HBP için bildirilen komplikasyonlar: Uzun dönem eşik artışı veya iletim kaybı, Ventriküler undersensing, P dalgası oversensing ve inappropriate pacing , Lead yerinden oynaması (mikrodislokasyon veya makrodislokasyon)
LBBAP için bildirilen komplikasyonlar: Septal perforasyon kalıcı sağ dal bloğu (%6’ya kadar), AV blok (LBBB olan hastalarda), triküspit kapak regürjitasyonu (özellikle bazal lead yerleşiminde %33’e kadar), septal hematom, koroner arter travması veya nadiren fistül ve lead fraktürü (özellikle derin yerleşimli lead'lerde) Özellikle LBBAP uygulamalarında, derin septal yerleşim nedeniyle anatomik varyasyonlara ve yapısal kalp hastalıklarına dikkat edilmelidir.

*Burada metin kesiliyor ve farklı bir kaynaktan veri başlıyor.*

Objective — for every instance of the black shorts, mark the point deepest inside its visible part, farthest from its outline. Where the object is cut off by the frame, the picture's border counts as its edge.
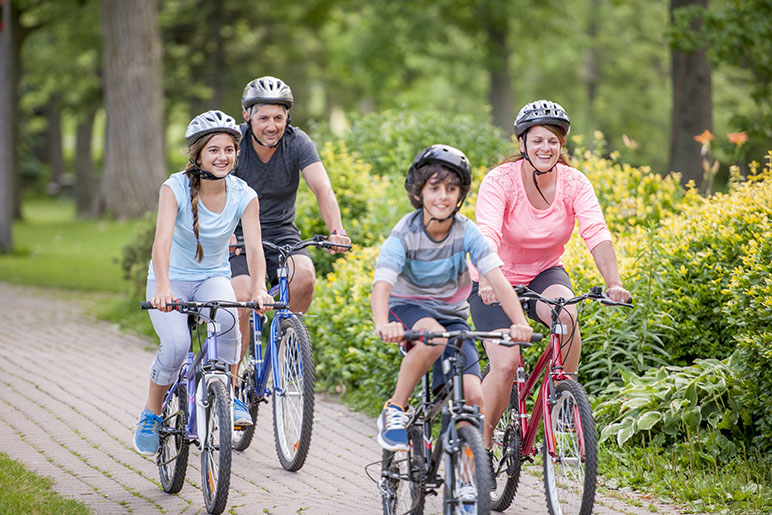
(488, 317)
(409, 314)
(278, 235)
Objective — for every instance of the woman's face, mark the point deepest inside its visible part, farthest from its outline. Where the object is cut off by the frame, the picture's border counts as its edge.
(543, 147)
(218, 155)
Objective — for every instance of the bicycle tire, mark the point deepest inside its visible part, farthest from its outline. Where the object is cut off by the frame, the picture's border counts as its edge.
(216, 448)
(569, 481)
(467, 484)
(245, 392)
(173, 448)
(293, 408)
(404, 496)
(506, 442)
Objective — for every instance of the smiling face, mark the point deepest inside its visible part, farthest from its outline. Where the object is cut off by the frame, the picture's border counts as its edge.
(543, 147)
(268, 122)
(440, 197)
(218, 155)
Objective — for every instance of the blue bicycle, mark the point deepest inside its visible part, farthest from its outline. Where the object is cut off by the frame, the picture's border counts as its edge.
(197, 409)
(289, 360)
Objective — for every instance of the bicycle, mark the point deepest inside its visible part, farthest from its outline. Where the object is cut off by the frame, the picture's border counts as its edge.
(197, 409)
(408, 476)
(569, 453)
(288, 355)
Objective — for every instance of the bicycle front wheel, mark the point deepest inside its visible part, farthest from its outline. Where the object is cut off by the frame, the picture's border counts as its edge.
(293, 405)
(467, 483)
(173, 452)
(505, 445)
(216, 448)
(569, 477)
(245, 392)
(402, 473)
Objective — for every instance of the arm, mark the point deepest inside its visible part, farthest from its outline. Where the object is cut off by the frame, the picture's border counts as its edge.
(162, 246)
(606, 261)
(520, 330)
(379, 303)
(319, 182)
(250, 222)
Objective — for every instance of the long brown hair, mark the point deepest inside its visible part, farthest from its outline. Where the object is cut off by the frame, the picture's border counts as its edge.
(557, 131)
(194, 152)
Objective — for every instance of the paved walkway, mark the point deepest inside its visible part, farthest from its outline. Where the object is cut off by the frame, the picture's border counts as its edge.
(71, 389)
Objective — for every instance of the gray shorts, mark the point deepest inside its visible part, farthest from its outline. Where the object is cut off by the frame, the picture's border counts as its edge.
(172, 327)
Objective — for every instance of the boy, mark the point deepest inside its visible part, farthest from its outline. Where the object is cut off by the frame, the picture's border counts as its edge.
(422, 280)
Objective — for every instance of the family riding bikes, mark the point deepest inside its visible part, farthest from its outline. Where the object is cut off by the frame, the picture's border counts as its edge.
(435, 264)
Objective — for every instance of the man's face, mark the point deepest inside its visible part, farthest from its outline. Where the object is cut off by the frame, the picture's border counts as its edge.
(268, 122)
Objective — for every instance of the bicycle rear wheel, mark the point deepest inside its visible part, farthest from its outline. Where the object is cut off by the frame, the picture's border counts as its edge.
(467, 483)
(216, 448)
(402, 474)
(293, 406)
(570, 477)
(245, 392)
(507, 460)
(173, 450)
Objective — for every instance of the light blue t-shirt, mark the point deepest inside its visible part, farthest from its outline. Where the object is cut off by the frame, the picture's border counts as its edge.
(215, 230)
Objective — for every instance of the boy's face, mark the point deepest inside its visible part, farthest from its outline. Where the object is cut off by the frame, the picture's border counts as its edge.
(439, 198)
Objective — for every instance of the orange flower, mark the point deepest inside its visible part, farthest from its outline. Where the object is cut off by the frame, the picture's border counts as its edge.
(705, 138)
(738, 138)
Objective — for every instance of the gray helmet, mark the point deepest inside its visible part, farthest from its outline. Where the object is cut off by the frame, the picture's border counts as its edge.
(209, 122)
(541, 112)
(267, 90)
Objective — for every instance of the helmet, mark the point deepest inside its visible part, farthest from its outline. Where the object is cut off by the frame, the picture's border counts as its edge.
(209, 122)
(541, 112)
(267, 90)
(446, 156)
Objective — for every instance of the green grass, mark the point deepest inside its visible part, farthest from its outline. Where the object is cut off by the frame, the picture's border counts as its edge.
(52, 249)
(22, 491)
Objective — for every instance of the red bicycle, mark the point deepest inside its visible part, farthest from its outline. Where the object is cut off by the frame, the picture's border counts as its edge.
(569, 451)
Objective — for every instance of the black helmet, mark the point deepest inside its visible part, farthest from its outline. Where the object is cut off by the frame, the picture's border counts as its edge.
(208, 122)
(446, 156)
(541, 112)
(267, 90)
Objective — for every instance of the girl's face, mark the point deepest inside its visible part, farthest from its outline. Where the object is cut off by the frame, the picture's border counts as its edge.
(543, 147)
(439, 198)
(218, 156)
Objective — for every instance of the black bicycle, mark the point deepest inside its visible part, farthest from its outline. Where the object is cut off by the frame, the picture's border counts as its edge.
(408, 476)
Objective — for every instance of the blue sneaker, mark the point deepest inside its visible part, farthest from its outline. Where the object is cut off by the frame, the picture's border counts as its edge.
(146, 436)
(392, 435)
(241, 415)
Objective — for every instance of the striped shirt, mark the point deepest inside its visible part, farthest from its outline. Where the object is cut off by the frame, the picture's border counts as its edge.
(433, 274)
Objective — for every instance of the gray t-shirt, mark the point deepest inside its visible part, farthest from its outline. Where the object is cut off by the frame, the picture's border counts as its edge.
(276, 182)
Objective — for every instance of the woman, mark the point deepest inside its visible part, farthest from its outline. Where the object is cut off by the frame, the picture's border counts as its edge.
(198, 210)
(527, 208)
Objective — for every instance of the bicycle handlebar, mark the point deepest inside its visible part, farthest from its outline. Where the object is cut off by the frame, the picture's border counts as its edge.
(596, 293)
(502, 337)
(183, 306)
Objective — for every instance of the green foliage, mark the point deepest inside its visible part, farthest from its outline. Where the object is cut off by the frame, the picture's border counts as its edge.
(22, 491)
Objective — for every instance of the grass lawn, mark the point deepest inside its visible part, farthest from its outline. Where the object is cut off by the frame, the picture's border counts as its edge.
(54, 249)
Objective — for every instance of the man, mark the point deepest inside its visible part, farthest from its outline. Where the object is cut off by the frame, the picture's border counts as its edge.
(272, 156)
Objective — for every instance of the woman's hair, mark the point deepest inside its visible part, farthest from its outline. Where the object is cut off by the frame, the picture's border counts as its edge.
(194, 152)
(426, 172)
(554, 129)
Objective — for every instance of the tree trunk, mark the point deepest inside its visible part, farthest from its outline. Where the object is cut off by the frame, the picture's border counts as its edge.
(7, 130)
(135, 160)
(86, 200)
(692, 105)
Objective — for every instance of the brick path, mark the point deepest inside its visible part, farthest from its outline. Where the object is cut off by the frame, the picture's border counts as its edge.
(71, 389)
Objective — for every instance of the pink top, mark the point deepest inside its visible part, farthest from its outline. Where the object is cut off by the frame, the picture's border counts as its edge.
(530, 240)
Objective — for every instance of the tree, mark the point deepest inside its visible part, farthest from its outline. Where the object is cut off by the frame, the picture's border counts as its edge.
(135, 160)
(7, 121)
(692, 95)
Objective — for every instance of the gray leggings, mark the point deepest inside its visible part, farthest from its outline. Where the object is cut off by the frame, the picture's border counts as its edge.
(172, 327)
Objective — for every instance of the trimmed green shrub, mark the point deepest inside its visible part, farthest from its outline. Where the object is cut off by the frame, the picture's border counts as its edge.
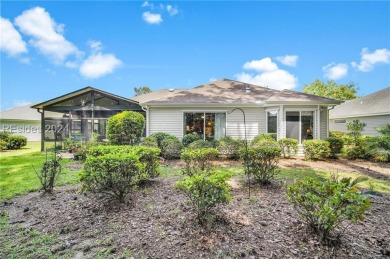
(325, 205)
(171, 148)
(189, 138)
(205, 191)
(288, 146)
(262, 162)
(198, 160)
(147, 156)
(150, 141)
(229, 148)
(125, 128)
(316, 149)
(49, 173)
(16, 142)
(384, 129)
(200, 144)
(3, 145)
(335, 146)
(160, 136)
(336, 134)
(4, 135)
(112, 174)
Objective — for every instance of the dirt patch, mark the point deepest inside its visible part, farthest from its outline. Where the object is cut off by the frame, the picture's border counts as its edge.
(376, 170)
(158, 223)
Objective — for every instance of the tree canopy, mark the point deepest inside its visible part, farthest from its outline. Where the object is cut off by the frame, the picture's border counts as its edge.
(332, 90)
(142, 90)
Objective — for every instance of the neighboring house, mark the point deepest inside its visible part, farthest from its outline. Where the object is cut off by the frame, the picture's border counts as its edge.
(207, 110)
(373, 109)
(23, 121)
(80, 114)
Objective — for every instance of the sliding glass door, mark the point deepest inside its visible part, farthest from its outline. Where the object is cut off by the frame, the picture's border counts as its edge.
(300, 125)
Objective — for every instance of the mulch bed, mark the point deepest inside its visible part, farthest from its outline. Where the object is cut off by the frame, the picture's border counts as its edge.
(157, 223)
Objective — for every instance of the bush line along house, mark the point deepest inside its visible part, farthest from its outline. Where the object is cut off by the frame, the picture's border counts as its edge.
(206, 110)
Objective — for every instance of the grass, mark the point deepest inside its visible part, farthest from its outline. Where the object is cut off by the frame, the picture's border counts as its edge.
(18, 177)
(31, 147)
(19, 242)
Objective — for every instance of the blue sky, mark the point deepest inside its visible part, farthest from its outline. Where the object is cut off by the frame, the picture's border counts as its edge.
(51, 48)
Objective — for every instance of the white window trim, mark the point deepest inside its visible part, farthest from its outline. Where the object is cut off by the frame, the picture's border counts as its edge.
(300, 110)
(204, 112)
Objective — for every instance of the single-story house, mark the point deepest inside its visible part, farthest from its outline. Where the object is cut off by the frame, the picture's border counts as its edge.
(209, 110)
(80, 114)
(23, 121)
(372, 109)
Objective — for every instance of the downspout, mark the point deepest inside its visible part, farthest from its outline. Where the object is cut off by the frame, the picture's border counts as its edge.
(42, 129)
(146, 109)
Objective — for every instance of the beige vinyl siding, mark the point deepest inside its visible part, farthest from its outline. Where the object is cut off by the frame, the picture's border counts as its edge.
(168, 120)
(255, 123)
(372, 122)
(324, 122)
(30, 129)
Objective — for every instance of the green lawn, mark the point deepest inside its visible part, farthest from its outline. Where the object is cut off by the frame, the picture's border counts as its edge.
(18, 177)
(31, 147)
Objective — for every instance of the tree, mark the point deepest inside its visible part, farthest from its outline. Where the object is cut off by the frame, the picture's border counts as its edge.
(142, 90)
(332, 90)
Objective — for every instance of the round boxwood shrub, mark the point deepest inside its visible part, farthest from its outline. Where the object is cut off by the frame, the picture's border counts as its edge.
(229, 148)
(200, 144)
(189, 138)
(16, 142)
(316, 149)
(171, 148)
(335, 145)
(160, 136)
(150, 142)
(125, 128)
(4, 135)
(3, 145)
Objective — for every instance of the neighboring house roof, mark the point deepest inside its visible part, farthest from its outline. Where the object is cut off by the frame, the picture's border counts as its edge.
(21, 113)
(377, 103)
(228, 91)
(77, 93)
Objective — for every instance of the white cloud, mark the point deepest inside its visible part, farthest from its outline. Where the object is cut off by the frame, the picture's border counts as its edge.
(288, 60)
(152, 18)
(18, 103)
(335, 71)
(369, 60)
(47, 35)
(95, 45)
(98, 65)
(172, 10)
(269, 75)
(11, 41)
(264, 64)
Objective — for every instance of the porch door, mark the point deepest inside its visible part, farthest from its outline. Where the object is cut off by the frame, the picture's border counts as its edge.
(293, 125)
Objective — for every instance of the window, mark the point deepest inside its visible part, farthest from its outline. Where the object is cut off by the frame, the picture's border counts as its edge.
(300, 125)
(339, 121)
(272, 122)
(208, 126)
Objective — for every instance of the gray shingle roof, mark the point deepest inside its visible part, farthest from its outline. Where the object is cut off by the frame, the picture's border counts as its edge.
(21, 113)
(375, 103)
(228, 91)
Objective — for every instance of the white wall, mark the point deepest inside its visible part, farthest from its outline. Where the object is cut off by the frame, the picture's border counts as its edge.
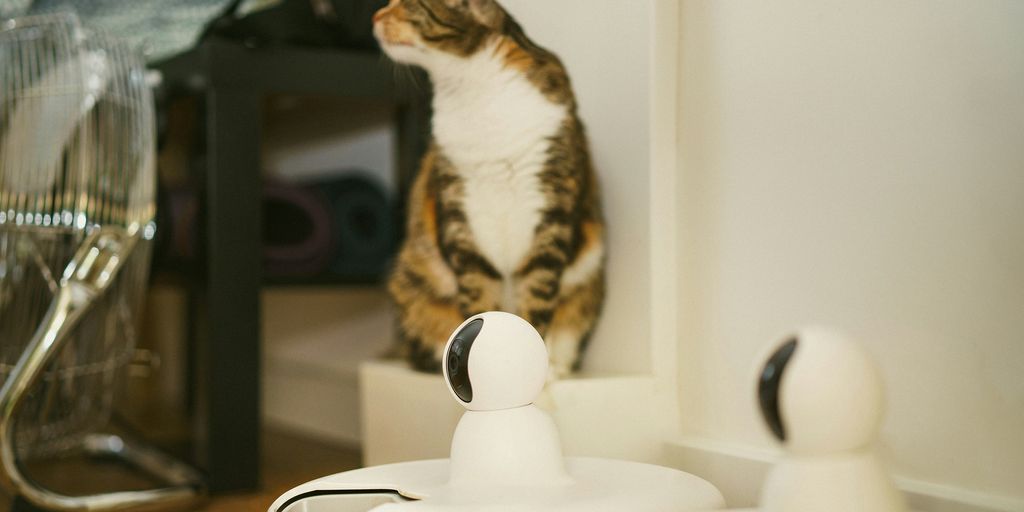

CSP ve Sağ Ventrikül Pacing (RVP) Karşılaştırması
RVP, uzun süredir kullanılan bir pacing yöntemi olsa da, ventriküler asenkroniye yol açarak sol ventrikül fonksiyonlarını olumsuz etkileyebilir. Buna karşılık, CSP daha fizyolojik bir aktivasyon sağlayarak bu etkileri büyük ölçüde azaltır. LBBAP ve HBP, LVEF’nin korunmasına yardımcı olurken, PICM riskini de belirgin şekilde düşürmektedir. Ayrıca, CSP uygulanan hastalarda RVP’ye kıyasla kalp yetmezliği nedeniyle hastaneye yatış ve mortalite oranları daha düşüktür. Gözlemsel ve küçük ölçekli randomize çalışmalarda, CSP’nin RVP’ye göre daha iyi sol ventrikül fonksiyonu, daha dar QRS süresi ve daha az mekanik dissenkroni sağladığı gösterilmiştir.
CSP vs BiV-CRT
Gelişen pacing tekniklerinin ve ilgili yayınların ilk sonuçlarının destekleyici olması ile CSP- CRT’nin (özellikle LBBAP) konvansiyonel BiV-CRT’ye alternatif olarak kullanımı yaygınlaşmaktadır. LEVEL- AT çalışmasında, CRT endikasyonu olan hastalarda (optimal medikal tedaviye rağmen LVEF ? 35, LBBB, QRS ≥130 ms ve NYHA II–IV KY semptom varlığı), CSP-CRT ile BiV-CRT karşılaştırılmış, ventriküler reverse remodeling ve klinik iyileşme üzerine sonuçlar iki grupta da benzer bulunmuştur. CSP, BiVP endikasyonu olan hastalarda, koroner sinüs lead implantasyonunun başarısız olması halinde, kurtarıcı tedavi olarak önerilmektedir. Ek olarak, BiV- CRT’ye yanıtsız olan hastalar ile düşkün, yaşam beklentisi düşük, küçük cihaz ihtiyacı olan hastalarda biventriküler CRT ye alternatif olarak tercih edilebilir. Bunun ile birlikte non-LBBB olup, CRT ihtiyacı olan hastalarda klinik etkisi halen belirsizdir.
Sonuç
CSP uygulamaları, klasik pacemaker sistemlerinden farklı olarak özel elektrot tasarımları, gelişmiş elektrogram analiz yazılımları ve RWPT gibi parametreleri değerlendiren entegre sistemler gibi teknolojik yenilikler gerektirir. Görüntüleme destekli implantasyon teknikleri (örneğin 3D haritalama veya intrakardiyak EKO) de gelecekte klinik pratiğe entegre olabilir. EHRA 2024 çekirdek müfredatında CSP’nin uzmanlık eğitimi kapsamında sistematik olarak öğretilmesi önerilmekte, uygulayıcıların her iki teknik (HBP ve LBBAP) için ayrı eğitim modülleriyle en az 30–50 vaka deneyimi edinmeleri teşvik edilmektedir. Merkezlerin hem CSP hem BiVP uygulamaları için uygun altyapıya ve lead çıkarma olanaklarına sahip olması gereklidir. Ayrıca, CSP uygulamalarının başarısı, hasta ile paylaşılan karar alma süreci ve etkin bilgilendirme ile doğrudan ilişkilidir. Bu nedenle, hastalara tedavi seçenekleri, olası riskler ve cihaz yönetimi açıkça anlatılmalı; takip sürecinde pacing eşikleri, pil ömrü ve lead fonksiyonları düzenli olarak değerlendirilmelidir.